I struggled into them. Took a while as bouts of nausea engulfed me. Taking a deep breath, I headed downstairs. She was in the kitchen, doing kitchen things. I said,

“Hi.”

She turned to face me. My mother has good strong features but they’re arranged wrong. They add up to severity. If we get the face we deserve by the time we’re forty, then she got the jackpot. Deep lines on her forehead and at the sides of her nose. Her hair was gray and pulled right back in an impossible knot. But the eyes told all, a direct unyielding dark brown. Whatever else they said, “no prisoners” was the overriding message. She said,

“So, you’re up.”

“Yes... I’m... sorry... for... you know, the disturbance.”

She sighed. It was what she did best. She could have sighed for Ireland, said,

“Oh, I’m well used to it.”

I had to sit down.

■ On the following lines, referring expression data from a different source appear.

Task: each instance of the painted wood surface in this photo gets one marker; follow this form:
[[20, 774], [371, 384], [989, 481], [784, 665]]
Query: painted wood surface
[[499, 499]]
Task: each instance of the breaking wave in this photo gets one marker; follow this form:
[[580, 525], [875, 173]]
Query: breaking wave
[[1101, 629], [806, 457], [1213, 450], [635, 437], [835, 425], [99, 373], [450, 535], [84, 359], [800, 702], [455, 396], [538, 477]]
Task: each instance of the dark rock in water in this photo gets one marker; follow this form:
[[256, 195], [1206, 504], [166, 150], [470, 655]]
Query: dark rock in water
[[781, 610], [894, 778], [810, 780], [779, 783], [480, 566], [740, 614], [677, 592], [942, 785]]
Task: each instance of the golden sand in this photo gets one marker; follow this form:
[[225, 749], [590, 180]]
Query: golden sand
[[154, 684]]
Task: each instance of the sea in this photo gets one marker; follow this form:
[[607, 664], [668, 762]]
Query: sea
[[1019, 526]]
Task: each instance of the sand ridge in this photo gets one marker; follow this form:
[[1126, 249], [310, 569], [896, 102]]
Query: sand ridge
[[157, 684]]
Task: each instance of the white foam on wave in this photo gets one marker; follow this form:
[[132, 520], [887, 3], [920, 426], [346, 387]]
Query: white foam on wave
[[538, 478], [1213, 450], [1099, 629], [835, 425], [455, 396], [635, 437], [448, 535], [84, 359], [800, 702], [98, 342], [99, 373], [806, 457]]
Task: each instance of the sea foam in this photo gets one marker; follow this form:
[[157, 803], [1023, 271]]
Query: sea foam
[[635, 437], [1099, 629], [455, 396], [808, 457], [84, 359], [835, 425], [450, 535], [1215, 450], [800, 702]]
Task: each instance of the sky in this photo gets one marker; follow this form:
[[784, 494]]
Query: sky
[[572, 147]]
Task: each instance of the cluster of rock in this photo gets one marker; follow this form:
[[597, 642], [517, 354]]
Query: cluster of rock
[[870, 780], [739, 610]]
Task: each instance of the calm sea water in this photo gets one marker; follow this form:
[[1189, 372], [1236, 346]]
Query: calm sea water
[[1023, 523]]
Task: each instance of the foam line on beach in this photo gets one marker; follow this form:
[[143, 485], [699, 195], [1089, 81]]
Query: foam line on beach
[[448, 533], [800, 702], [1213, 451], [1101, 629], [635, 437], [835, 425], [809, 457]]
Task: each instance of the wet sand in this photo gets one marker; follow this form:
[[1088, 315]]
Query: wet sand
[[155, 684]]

She asked,

“You’ll be expecting something?”

“What?”

“Breakfast.”

“Oh, I’d love some tea.”

As she filled a kettle, I glanced round. To her left, I saw a bottle of Buckfast. It would do. I said,

“The doorbell’s ringing.”

“What?”

“Yeah, it rang twice.”

“I didn’t hear it.”

“You probably couldn’t hear it over the kettle.”

She went. I was up and over to the bottle, got a huge belt of it. Christ, it was rough, thought, “People buy this shit by choice?”

The moment of truth, would it stay down or up. Hit my stomach like battery acid. Went back to my chair and waited. Began to settle, could feel that glow in my guts. My mother was back, suspicion writ large, said,

“There wasn’t anyone.”

“Oh.”

She looked like a warden who knows there’s been an escape but who doesn’t know who’s gone. I stood, said,

“Think I’ll skip the tea.”

“But the kettle’s boiled.”

“I’ll have to go.”

“Are you still working... as...”

She couldn’t bring herself to finish. I said,

“I am.”

“And you’re looking at some girl’s suicide?”

“How do you know?... oh, Fr Malachy.”

“Arrah, the whole town knows. Though God knows how you find the time between drinking.”

I got to the door, said,

“Thanks again.”

She put her hands on her hips, looked set to charge, said,

“Well it would be a quare thing if you couldn’t come to your own home.”

“This was never home.”

Karma

Walking down College Road, I thought I probably should have said something kinder. Years ago I’d read where a man asks,

How come, no matter how long since I’ve seen the family or how

much distance I put between us, they can always push my buttons?

The answer:

Because they installed them.

At the Fair Green, I was hit by a dizzy spasm and had to lean against a wall. Two women passing gave me a wide berth, one said,

“Elephants, and it’s not eleven yet.”

Sweat cascaded down my face. A hand touched my shoulder. I felt so bad I hoped I was being mugged. A voice,

“You’re in some distress, my friend.”